The software application SCISSORS serves two purposes and it consequently has two interfaces. Firstly, it serves as tracking database and administration tool for material and products. Secondly, this application is able to export data in XML files to transfer information from the central database to the collaboration partners and back.
Data integration and information structure All generated data and information from publicly available sources (2-5) is stored in separate databases on a central database server. The information is queryable across the different databases and comprises:
• annotation of genes and splice variants, ORFs, and cDNAs.
• data from ORF cloning and validation and the administration.
• experimental results from cellular functional gene analysis, i.e. protein localization and cellular assays.
• results from automated bioinformatic protein analyses (see PCE-S19T08)
• data from NCBI (Gene, UniGene), EBI (IPI, GO) and SIB (Swiss-Prot)
The data from the external sources is loaded by specialized applications and updated when new datasets become available. Some applications were developed and are in use e.g. for functional profiling (6, 7) or the software SCISSORS for the ORF cloning. We created a web interface for the uploading of external data (e.g. microscopic images from protein localization) which provides direct access to the central database server. Any data and information that is uploaded through this web interface becomes immediately accessible via the LIFEdb web-database (1).
Outlook
The currently established databases and applications offer a rapidly growing wealth of information from molecular functional gene analysis about genes, splice variants, ORFs, and cDNAs, and data about experimental results from cellular functional gene analysis. The design and implementation of software applications needs to be flexible in order to meet the increasing complexity of experiments and the organization of the information structure. The cloning of ORFs has become a high throughput operation and necessitates the transfer of information and resources between the different partners. The key application for the analysis will receive more features, “webservices” will be implemented with either Microsoft information server or with the Apache web server to substitute the current XML docs for SCISSORS.

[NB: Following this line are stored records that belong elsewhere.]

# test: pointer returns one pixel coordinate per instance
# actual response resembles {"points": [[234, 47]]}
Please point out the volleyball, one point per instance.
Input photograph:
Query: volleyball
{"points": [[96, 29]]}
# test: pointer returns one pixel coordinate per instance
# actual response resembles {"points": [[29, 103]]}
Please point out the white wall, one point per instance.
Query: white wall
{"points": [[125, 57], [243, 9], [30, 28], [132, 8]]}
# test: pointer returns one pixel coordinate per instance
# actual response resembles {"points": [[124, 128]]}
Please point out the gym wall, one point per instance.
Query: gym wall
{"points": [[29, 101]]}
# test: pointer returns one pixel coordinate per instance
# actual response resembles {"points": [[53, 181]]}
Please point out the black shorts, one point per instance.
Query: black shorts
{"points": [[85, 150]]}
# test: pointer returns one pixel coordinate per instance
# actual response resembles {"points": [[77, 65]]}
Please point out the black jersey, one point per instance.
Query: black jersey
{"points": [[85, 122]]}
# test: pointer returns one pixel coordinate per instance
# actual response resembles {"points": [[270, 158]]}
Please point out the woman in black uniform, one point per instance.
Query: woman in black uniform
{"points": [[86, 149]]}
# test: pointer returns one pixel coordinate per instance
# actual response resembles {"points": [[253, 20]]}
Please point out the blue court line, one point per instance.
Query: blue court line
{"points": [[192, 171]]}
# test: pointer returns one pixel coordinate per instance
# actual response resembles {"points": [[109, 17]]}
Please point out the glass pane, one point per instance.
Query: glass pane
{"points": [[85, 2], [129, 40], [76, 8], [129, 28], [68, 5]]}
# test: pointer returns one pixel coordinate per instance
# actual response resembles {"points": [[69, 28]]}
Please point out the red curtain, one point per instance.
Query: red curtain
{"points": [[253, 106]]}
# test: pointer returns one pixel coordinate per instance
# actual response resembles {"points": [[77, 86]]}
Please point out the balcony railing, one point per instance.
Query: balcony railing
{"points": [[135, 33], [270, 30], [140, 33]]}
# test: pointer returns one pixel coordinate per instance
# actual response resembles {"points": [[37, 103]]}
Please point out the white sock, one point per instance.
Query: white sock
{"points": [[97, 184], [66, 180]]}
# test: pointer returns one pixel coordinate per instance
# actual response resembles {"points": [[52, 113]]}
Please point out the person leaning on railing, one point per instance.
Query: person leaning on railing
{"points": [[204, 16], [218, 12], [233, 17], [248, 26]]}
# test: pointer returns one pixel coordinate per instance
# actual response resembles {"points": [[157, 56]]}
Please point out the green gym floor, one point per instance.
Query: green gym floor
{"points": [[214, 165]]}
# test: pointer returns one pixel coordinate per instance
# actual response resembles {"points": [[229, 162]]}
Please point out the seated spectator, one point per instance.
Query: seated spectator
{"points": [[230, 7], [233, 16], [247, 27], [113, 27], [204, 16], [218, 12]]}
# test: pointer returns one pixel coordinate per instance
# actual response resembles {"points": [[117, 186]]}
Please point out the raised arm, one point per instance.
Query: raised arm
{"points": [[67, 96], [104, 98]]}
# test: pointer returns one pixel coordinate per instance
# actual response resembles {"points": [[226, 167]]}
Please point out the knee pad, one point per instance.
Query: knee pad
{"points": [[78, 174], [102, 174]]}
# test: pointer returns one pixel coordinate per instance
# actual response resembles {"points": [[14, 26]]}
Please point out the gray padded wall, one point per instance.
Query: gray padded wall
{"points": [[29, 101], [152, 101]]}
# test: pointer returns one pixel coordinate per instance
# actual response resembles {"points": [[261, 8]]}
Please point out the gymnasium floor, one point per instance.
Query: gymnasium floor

Lit.: 1. Bannasch D et al. LIFEdb: A database for functional genomics experiments integrating information from external sources, and serving as a sample tracking system. Nucleic Acids Res. 2004 32(1):D505-8. 2. Boeckmann B et al. The SWISS-PROT protein knowledgebase and its supplement TrEMBL in 2003. Nucl Acids Res. 2003 Jan 1;31(1):D365-70. 3. Maglott D et al. Entrez Gene: gene-centered information at NCBI. Nucleic Acids Res. 2005 Jan 1;33(1):D54-8. 4. Maglott D et al. Entrez Gene: gene-centered information at NCBI. Nucleic Acids Res. 2005 Jan 1;33(1):D54-8. 5. Rodriguez-Tome P. EBI databases and services. Mol Biotechnol. 2001 Jul;18(3):199-212. 6. Wiemann S et al. From ORFeome to biology: a functional genomics pipeline. Genome Res. 2004 14(10b):2136-44. 7. Arlt DH et al. Functional profiling: from microarrays via cell-based assays to novel tumor relevant modulators of the cell cycle. Cancer Res. 2005 65(17):in press.